At worst, one is in motion; and at best,
Reaching no absolute, in which to rest,
One is always nearer by not keeping still.

~ from On The Move by Thom Gunn

To get to America I first had to go to London from my home in Southport and get a visa at the well fortified American embassy in Grosvenor Square. No hitching just yet, I got a lift all the way from a family friend. At the embassy it was an intimidating process with beefy security guards, but it went well and despite my appearance as a hairy unkempt student I got my tourist visa. In London I stayed up in Hampstead with some posh friends, visited the Old Bull and Bush Pub and went to Maxwells Bar and Grill where I ate my first real American hamburger, as loud rock music played. The burger turned out to be better than any I had in America. An unusual experience in those times, and it felt like a good start to my adventure. Let us remember we Brits only had Wimpy, reeking of the greasy 50s and a pale precursor of the now ubiquitous McDonald’s, and of course there was no loud rock music in any restaurants that I knew.

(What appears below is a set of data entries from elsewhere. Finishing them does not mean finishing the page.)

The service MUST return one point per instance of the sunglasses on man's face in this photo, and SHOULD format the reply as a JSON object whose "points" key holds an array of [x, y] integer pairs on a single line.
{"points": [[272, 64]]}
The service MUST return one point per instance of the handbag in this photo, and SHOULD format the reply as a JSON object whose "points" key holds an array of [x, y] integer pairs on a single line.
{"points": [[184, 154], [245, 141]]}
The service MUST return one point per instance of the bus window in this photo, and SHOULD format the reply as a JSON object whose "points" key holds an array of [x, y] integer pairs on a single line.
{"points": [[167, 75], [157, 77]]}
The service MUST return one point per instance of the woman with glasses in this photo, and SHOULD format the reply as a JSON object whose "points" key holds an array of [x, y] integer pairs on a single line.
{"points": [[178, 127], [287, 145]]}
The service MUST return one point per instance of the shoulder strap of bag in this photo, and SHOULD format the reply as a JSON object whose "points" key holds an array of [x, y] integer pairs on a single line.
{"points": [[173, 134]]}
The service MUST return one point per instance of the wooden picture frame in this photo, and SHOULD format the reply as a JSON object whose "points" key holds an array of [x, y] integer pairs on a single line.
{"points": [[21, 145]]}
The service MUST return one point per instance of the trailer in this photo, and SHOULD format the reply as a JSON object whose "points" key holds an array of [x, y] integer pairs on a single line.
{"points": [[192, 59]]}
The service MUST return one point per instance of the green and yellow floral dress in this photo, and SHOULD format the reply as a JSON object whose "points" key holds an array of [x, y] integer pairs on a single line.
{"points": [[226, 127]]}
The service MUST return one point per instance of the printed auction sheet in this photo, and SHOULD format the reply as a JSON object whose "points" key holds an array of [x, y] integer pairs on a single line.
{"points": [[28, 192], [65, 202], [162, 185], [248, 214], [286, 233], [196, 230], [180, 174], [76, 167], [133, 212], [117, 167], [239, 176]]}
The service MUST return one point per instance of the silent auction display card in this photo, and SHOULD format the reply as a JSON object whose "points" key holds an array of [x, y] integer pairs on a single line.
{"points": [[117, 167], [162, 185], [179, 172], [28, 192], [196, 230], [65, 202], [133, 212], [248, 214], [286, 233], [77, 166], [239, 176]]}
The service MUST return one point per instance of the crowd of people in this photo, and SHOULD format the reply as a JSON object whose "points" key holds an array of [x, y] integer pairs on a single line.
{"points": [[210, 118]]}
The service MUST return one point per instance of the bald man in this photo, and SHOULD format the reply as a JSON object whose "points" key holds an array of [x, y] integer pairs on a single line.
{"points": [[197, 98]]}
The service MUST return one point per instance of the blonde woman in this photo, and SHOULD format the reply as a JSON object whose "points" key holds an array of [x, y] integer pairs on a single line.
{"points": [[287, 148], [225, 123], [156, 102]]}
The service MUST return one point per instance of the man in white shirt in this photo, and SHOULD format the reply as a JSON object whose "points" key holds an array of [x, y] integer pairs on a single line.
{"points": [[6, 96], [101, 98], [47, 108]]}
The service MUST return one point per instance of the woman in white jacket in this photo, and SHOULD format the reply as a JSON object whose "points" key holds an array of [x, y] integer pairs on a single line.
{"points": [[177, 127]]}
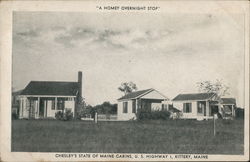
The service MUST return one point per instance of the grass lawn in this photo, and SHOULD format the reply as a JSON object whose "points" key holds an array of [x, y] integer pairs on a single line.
{"points": [[170, 137]]}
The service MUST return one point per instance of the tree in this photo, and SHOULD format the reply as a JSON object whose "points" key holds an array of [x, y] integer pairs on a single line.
{"points": [[127, 87], [216, 87]]}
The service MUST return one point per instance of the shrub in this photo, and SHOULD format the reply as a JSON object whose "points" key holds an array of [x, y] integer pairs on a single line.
{"points": [[65, 116], [153, 115], [59, 115], [14, 116]]}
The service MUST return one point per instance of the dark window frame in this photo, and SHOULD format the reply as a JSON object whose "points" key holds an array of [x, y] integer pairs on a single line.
{"points": [[200, 108], [125, 107], [187, 107], [133, 106]]}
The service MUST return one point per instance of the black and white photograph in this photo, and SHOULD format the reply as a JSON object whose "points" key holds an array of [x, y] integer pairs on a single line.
{"points": [[128, 82]]}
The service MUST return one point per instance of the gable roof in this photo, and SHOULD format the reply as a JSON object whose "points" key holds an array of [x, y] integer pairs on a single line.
{"points": [[51, 88], [228, 100], [136, 94], [194, 96]]}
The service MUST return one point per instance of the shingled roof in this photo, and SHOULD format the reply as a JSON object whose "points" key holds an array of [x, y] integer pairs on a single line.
{"points": [[51, 88], [194, 96], [135, 94], [228, 100]]}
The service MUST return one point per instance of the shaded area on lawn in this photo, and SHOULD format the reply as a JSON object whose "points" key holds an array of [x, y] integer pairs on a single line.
{"points": [[171, 136]]}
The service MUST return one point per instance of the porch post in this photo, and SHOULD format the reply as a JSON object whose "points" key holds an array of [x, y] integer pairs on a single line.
{"points": [[55, 103], [136, 105], [21, 108], [24, 107], [207, 108], [38, 107]]}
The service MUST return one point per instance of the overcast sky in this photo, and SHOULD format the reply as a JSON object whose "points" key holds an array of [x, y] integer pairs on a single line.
{"points": [[168, 52]]}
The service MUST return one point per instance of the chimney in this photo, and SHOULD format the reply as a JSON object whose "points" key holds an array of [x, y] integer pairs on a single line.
{"points": [[80, 83]]}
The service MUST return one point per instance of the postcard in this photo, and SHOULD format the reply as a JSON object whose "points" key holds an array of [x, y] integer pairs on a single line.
{"points": [[124, 80]]}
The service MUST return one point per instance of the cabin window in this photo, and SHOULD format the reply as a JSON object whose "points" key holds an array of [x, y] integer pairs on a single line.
{"points": [[53, 105], [187, 107], [125, 107], [134, 106], [201, 106], [60, 104]]}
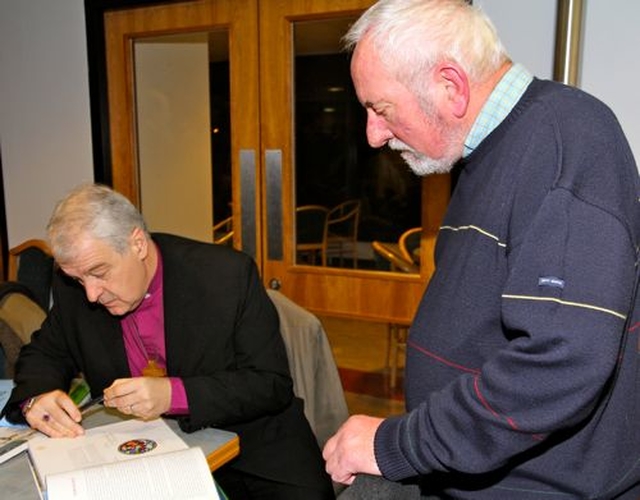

After a visit to the Tate (now Tate Britain) I caught the train back to Southport and went to some local pubs, The Ship and The Guest House, to say my goodbyes. A quick walk along the longest pier in Britain which does not reach the sea, and I was nearly ready. The final cherry on the cake was finding my “E Street Shuffle Hat”, a dull grey flat cap, at one of the jumble sales which Southport, with its ageing population, excelled in. I had sewn a Union Jack to the back of my frame rucksack, I had on my Levi Strauss jacket and 501 jeans, the Adidas trainers, now I was ready.

I caught the boat from Liverpool to Dublin, a very strange start to the trip since it was full of drunken Irishmen going home after a horse race. I savoured my last Guinness for several months. In those days the flight from Dublin was the cheapest I could find, a student fare, and I am pleased to say it was with Pan Am. A short hop over the beautiful green sward of Ireland and we landed at Shannon which already looked like an American outpost. It was full of good old boys buying Chivas Regal in an enormous duty-free with chandeliers, sofas and luxury all around – nothing like Ireland at all, although the carpet was green.